Proper treatment cures a cold in 7 days. But left to itself it will hang on for a whole week.
Real Life Applications
Always Critically Read Data
Don’t be ready to believe the numbers “because they’re numbers”. Anything can be bent to fit a propaganda or a biased individual.
Don’t Stop at First Critical Level!
One danger I see with How to Lie with Statistics is that people might stop at the first level: taking apart a statistics without reflecting that actually even a flawed statistics might be a strong warning signal or it may capture an important trend.
For example the author criticizes the statistics that women who attend college marry less that the national average while men marry more. Instead of dismissing that result, one should ask if that makes sense and why it’s happening.
My guess is that it makes sense because more women are attending college -read a scientific approach a to dating-.
Great Education Against Cheats and Power Movers
The more people read books like this, the fewer the people that are easy to dupe and swindle.
And that will make for better world to live in.
Short and To The Point
No fluff, no repetition: I love it.
How to Lie with Statistics is a five stars, must read book for those who aren’t aware of the pitfalls and “sneaky tricks” that hide behind statistics -ie.: most of us-.

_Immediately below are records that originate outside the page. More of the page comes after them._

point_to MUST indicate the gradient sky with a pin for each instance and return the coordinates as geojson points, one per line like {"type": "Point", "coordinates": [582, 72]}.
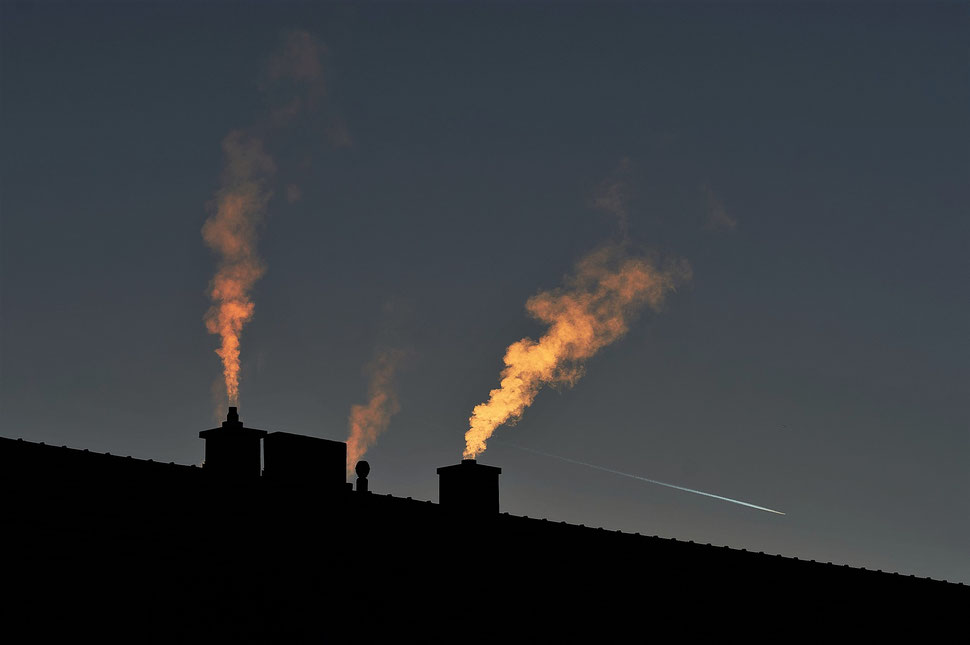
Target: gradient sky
{"type": "Point", "coordinates": [818, 363]}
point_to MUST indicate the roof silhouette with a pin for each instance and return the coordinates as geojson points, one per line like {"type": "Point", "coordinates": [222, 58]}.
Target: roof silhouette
{"type": "Point", "coordinates": [143, 551]}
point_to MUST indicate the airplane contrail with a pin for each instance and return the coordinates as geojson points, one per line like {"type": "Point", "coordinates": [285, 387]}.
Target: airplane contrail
{"type": "Point", "coordinates": [652, 481]}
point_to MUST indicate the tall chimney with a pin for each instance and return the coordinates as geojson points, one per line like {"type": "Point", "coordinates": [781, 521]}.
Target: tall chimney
{"type": "Point", "coordinates": [469, 487]}
{"type": "Point", "coordinates": [232, 452]}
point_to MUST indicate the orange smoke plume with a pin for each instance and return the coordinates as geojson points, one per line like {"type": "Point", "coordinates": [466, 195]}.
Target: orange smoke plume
{"type": "Point", "coordinates": [366, 422]}
{"type": "Point", "coordinates": [592, 310]}
{"type": "Point", "coordinates": [231, 232]}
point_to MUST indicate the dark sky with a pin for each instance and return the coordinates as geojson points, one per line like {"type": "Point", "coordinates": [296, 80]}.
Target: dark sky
{"type": "Point", "coordinates": [809, 161]}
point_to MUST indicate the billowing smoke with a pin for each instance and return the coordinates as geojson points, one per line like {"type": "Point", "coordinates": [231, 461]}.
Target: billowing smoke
{"type": "Point", "coordinates": [592, 309]}
{"type": "Point", "coordinates": [293, 80]}
{"type": "Point", "coordinates": [231, 232]}
{"type": "Point", "coordinates": [368, 421]}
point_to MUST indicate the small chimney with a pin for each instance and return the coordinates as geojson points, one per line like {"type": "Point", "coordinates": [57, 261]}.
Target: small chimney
{"type": "Point", "coordinates": [362, 470]}
{"type": "Point", "coordinates": [469, 487]}
{"type": "Point", "coordinates": [232, 452]}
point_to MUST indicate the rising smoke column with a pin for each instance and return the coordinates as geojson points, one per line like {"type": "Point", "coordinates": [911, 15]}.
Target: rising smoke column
{"type": "Point", "coordinates": [591, 310]}
{"type": "Point", "coordinates": [231, 233]}
{"type": "Point", "coordinates": [367, 421]}
{"type": "Point", "coordinates": [293, 82]}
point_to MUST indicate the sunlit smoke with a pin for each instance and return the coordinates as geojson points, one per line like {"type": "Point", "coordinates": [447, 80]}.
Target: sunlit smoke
{"type": "Point", "coordinates": [293, 81]}
{"type": "Point", "coordinates": [231, 232]}
{"type": "Point", "coordinates": [367, 421]}
{"type": "Point", "coordinates": [592, 310]}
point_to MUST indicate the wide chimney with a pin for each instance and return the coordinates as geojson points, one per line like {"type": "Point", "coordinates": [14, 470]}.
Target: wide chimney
{"type": "Point", "coordinates": [469, 487]}
{"type": "Point", "coordinates": [232, 452]}
{"type": "Point", "coordinates": [315, 464]}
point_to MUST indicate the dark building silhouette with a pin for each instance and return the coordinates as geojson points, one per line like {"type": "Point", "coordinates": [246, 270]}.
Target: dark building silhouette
{"type": "Point", "coordinates": [283, 549]}
{"type": "Point", "coordinates": [469, 487]}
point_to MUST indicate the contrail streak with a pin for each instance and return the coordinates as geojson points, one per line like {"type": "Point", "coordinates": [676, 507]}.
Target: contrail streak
{"type": "Point", "coordinates": [652, 481]}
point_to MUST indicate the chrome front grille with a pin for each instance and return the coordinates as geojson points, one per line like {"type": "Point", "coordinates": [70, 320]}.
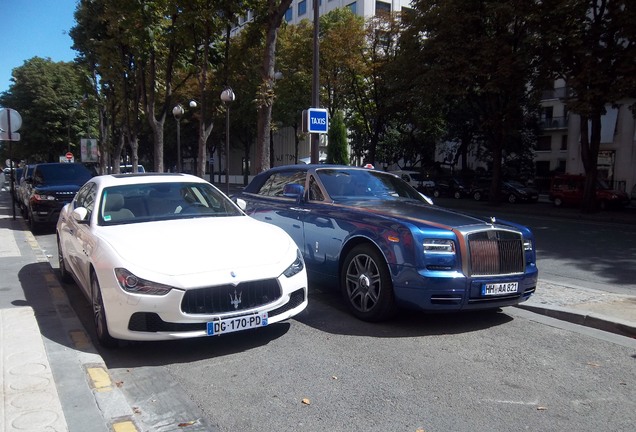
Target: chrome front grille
{"type": "Point", "coordinates": [230, 298]}
{"type": "Point", "coordinates": [495, 252]}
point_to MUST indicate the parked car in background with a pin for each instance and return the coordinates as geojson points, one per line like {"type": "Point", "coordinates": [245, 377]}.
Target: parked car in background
{"type": "Point", "coordinates": [567, 189]}
{"type": "Point", "coordinates": [416, 179]}
{"type": "Point", "coordinates": [449, 187]}
{"type": "Point", "coordinates": [139, 247]}
{"type": "Point", "coordinates": [52, 185]}
{"type": "Point", "coordinates": [511, 191]}
{"type": "Point", "coordinates": [385, 246]}
{"type": "Point", "coordinates": [16, 179]}
{"type": "Point", "coordinates": [23, 188]}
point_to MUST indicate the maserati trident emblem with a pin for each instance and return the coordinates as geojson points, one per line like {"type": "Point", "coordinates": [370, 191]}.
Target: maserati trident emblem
{"type": "Point", "coordinates": [235, 300]}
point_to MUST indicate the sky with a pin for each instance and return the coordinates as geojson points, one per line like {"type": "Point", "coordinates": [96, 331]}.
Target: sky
{"type": "Point", "coordinates": [30, 28]}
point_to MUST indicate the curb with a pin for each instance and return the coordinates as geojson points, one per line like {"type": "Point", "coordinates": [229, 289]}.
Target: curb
{"type": "Point", "coordinates": [593, 320]}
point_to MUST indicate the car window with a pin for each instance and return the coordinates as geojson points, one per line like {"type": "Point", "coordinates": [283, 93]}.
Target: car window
{"type": "Point", "coordinates": [64, 173]}
{"type": "Point", "coordinates": [315, 193]}
{"type": "Point", "coordinates": [275, 184]}
{"type": "Point", "coordinates": [345, 183]}
{"type": "Point", "coordinates": [162, 201]}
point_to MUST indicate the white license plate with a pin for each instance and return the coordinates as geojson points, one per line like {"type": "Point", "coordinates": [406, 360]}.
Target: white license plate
{"type": "Point", "coordinates": [499, 288]}
{"type": "Point", "coordinates": [230, 325]}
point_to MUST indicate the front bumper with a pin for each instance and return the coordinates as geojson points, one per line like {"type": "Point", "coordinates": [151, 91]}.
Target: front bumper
{"type": "Point", "coordinates": [152, 318]}
{"type": "Point", "coordinates": [442, 292]}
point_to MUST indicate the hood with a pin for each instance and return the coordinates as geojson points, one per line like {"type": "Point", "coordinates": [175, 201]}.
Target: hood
{"type": "Point", "coordinates": [420, 213]}
{"type": "Point", "coordinates": [52, 189]}
{"type": "Point", "coordinates": [200, 245]}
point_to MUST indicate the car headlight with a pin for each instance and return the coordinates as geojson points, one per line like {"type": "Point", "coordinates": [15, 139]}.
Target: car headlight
{"type": "Point", "coordinates": [296, 267]}
{"type": "Point", "coordinates": [439, 246]}
{"type": "Point", "coordinates": [527, 245]}
{"type": "Point", "coordinates": [132, 284]}
{"type": "Point", "coordinates": [43, 197]}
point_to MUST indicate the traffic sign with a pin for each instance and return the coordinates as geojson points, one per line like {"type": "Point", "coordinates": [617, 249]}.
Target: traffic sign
{"type": "Point", "coordinates": [317, 120]}
{"type": "Point", "coordinates": [10, 118]}
{"type": "Point", "coordinates": [10, 122]}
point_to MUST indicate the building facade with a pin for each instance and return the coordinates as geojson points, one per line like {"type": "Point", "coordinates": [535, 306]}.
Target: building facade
{"type": "Point", "coordinates": [559, 147]}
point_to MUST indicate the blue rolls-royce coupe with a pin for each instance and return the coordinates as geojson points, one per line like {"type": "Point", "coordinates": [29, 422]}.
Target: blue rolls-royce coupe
{"type": "Point", "coordinates": [387, 246]}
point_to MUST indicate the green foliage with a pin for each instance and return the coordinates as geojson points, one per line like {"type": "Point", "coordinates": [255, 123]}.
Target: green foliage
{"type": "Point", "coordinates": [49, 97]}
{"type": "Point", "coordinates": [337, 152]}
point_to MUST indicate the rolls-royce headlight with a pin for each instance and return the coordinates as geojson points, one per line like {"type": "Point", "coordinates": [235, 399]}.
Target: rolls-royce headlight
{"type": "Point", "coordinates": [132, 284]}
{"type": "Point", "coordinates": [439, 246]}
{"type": "Point", "coordinates": [527, 245]}
{"type": "Point", "coordinates": [296, 267]}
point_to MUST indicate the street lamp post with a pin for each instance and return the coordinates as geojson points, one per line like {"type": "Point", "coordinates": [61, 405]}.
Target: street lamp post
{"type": "Point", "coordinates": [178, 112]}
{"type": "Point", "coordinates": [227, 96]}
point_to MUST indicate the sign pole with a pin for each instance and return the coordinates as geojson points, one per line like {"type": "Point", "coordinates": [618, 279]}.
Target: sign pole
{"type": "Point", "coordinates": [315, 83]}
{"type": "Point", "coordinates": [11, 173]}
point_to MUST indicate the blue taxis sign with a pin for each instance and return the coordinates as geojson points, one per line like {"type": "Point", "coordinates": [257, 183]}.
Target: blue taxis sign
{"type": "Point", "coordinates": [317, 120]}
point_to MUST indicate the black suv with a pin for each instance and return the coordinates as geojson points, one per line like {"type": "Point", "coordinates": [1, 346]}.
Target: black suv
{"type": "Point", "coordinates": [52, 186]}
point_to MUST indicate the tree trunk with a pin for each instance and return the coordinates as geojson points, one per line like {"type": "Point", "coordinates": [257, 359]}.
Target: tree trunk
{"type": "Point", "coordinates": [590, 144]}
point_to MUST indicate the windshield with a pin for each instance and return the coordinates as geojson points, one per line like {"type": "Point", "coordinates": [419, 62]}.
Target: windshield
{"type": "Point", "coordinates": [62, 174]}
{"type": "Point", "coordinates": [163, 201]}
{"type": "Point", "coordinates": [364, 184]}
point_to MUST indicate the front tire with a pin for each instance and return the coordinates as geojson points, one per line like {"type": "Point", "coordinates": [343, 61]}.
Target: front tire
{"type": "Point", "coordinates": [366, 285]}
{"type": "Point", "coordinates": [99, 315]}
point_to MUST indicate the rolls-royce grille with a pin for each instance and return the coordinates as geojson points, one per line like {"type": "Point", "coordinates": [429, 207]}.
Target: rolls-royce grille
{"type": "Point", "coordinates": [230, 298]}
{"type": "Point", "coordinates": [495, 252]}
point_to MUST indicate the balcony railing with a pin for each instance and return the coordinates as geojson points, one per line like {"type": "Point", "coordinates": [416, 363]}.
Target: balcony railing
{"type": "Point", "coordinates": [557, 93]}
{"type": "Point", "coordinates": [554, 123]}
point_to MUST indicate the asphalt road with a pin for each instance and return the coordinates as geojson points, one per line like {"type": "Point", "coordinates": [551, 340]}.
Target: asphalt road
{"type": "Point", "coordinates": [325, 370]}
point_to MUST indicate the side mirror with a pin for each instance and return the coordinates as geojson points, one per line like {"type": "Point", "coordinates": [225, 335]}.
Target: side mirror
{"type": "Point", "coordinates": [294, 190]}
{"type": "Point", "coordinates": [80, 214]}
{"type": "Point", "coordinates": [427, 199]}
{"type": "Point", "coordinates": [241, 203]}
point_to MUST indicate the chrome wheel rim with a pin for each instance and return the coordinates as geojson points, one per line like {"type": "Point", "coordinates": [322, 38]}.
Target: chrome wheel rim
{"type": "Point", "coordinates": [363, 283]}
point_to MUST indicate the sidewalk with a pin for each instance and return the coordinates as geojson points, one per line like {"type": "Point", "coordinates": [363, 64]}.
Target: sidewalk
{"type": "Point", "coordinates": [48, 362]}
{"type": "Point", "coordinates": [602, 310]}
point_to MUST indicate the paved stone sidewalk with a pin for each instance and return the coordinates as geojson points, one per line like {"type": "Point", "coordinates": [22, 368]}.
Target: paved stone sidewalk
{"type": "Point", "coordinates": [31, 401]}
{"type": "Point", "coordinates": [615, 313]}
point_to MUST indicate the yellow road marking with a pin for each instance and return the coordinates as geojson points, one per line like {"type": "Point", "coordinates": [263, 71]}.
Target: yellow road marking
{"type": "Point", "coordinates": [126, 426]}
{"type": "Point", "coordinates": [100, 379]}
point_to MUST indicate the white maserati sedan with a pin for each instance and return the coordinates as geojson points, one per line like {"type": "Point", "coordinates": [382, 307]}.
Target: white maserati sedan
{"type": "Point", "coordinates": [169, 256]}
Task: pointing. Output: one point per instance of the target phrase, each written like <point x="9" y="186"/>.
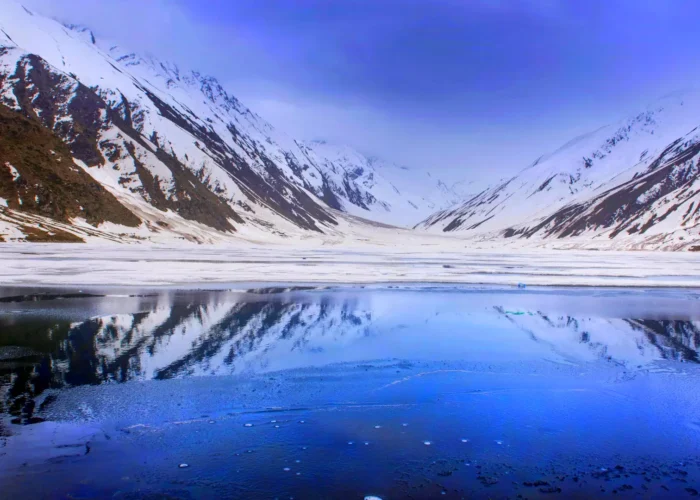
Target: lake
<point x="349" y="392"/>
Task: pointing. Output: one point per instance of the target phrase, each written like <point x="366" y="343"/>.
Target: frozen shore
<point x="188" y="265"/>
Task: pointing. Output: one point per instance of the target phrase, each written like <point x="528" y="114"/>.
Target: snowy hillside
<point x="169" y="150"/>
<point x="380" y="190"/>
<point x="635" y="181"/>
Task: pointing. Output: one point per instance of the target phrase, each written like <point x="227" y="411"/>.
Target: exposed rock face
<point x="635" y="183"/>
<point x="155" y="136"/>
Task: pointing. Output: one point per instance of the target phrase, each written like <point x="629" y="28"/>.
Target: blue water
<point x="349" y="392"/>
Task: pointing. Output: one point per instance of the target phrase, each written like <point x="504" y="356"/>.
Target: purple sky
<point x="461" y="87"/>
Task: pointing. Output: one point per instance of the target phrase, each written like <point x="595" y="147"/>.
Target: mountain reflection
<point x="239" y="334"/>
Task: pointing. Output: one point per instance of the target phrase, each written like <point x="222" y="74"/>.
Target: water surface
<point x="349" y="392"/>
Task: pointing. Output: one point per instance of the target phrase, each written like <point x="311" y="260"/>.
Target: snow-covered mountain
<point x="128" y="146"/>
<point x="632" y="184"/>
<point x="379" y="190"/>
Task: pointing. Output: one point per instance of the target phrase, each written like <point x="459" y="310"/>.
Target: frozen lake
<point x="349" y="392"/>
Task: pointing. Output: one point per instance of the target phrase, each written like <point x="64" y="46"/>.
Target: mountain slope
<point x="157" y="137"/>
<point x="379" y="190"/>
<point x="635" y="182"/>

I believe that How to Lie with Statistics can make for a better world.
The more people read it, the more we will we can think critically, assess claims better, buy better and even vote better.
It’s also good for a psychological understanding in a way. With How to Lie with Statistics you will learn how our mind can unwittingly make wrong connections.
And, of course, it’s great for power moves. Because you will learn how unscrupulous researchers, companies and journalists can willfully manipulate data to sway people.